Había una vez un gigante que vivía oculto en una casa construida dentro de una cueva en una gran montaña. Con mucho esmero, el gigante había puesto un suelo de madera para igualar el piso y había construido una fachada con ventanas y una gran puerta para aislarse del frío en invierno y evitar que nadie invadiera su hogar.
Durante el invierno, el gigante no podía salir de su casa debido a la nieve. Por eso, durante la primavera y el verano el gigante se dedicaba a recoger granos, frutos y hierbas y las almacenaba para pasar el invierno. También recogía leña para calentarse y compraba leche para hacer queso.
Una día de primavera, cuando el gigante llegó a casa, descubrió unos pequeños agujeros en el suelo de madera. El gigante observó y vio que una familia de ratones se había instalado bajo su suelo. El gigante no le dio importancia, y siguió a lo suyo, como siempre.
Al día siguiente, al llegar a casa, observó que el saco que usaba tenía un pequeño agujero por el que se iban cayendo algunos frutos y granos. El gigante no le dio mucha importancia. Vació el saco, lo cosió y volvió a bajar a por más.
Pero al día siguiente, cuando regresaba, descubrió que el agujero estaba ahí de nuevo. Lo volvió a coser, pero al día siguiente volvió a pasar lo mismo.

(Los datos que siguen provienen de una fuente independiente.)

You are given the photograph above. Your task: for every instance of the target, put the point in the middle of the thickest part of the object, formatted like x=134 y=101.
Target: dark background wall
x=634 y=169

Así estuvo varios días hasta que descubrió que los ratones hacían el agujero cuando él dejaba el saco en el suelo para abrir la puerta y así coger los frutos que se caían al suelo.
-¡Ay, picarones! -dijo el gigante-. Si no me volvéis a romper el saco os dejaré un puñado de frutos para vosotros cada vez que traiga uno.

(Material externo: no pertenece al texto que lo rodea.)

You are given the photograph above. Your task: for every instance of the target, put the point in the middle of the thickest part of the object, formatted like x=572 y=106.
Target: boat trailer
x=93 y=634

Cuando al día siguiente el gigante comprobó que su saco no estaba roto cumplió su palabra y dejó un gran puñado de frutos en el suelo. En cuanto el gigante se escondió, los ratones cogieron lo que les había dado y se escondieron de nuevo.
En otra ocasión, el gigante observó que las migas de pan y restos del queso que caían al suelo desaparecían en cuanto se levantaba de la mesa para ir a buscar algo con que limpiarlos. El gigante no le dio importancia y siguió como siempre.
Pero un día vio que los muchos de los quesos que almacenaba estaban mordisqueados. Y era una lástima, porque así los quesos se estropearían antes. El pan también estaba mordido y había muchos agujeros.
-¡Ay, picarones! -dijo el gigante-. Si no volvéis a mordisquear mis quesos y mi pan os cortaré unos trocitos para vosotros todos los días.
En cuanto los ratones vieron que el gigante dejar trozos de pan y de queso junto a las migas de su almuerzo no volvieron a mordisquear la comida del gigante.
Finalmente llegó el invierno. El gigante seguía dejando los restos de comida a los ratones y le ponía un poco más para que no pasaran hambre. Pero ese año fue mucho más largo de lo habitual, y el gigante empezó a quedarse sin comida.
Los ratones, al darse cuenta de que el gigante les dejaba menos comida, salieron a ver qué pasaba. Entonces descubrieron que la despensa estaba casi vacía.
Los ratones, preocupados por su amigo el gigante, decidieron ayudarle para que no muriera de hambre. Y así, todas las noches, los ratones salían de su escondite y subían a la mesa del gigante frutos, granos y trocitos de queso y de pan que habían almacenado gracias a la generosidad del gigante.
El gigante se sintió muy afortunado de tener tan bueno compañeros. Y así siguieron conviviendo por muchos años.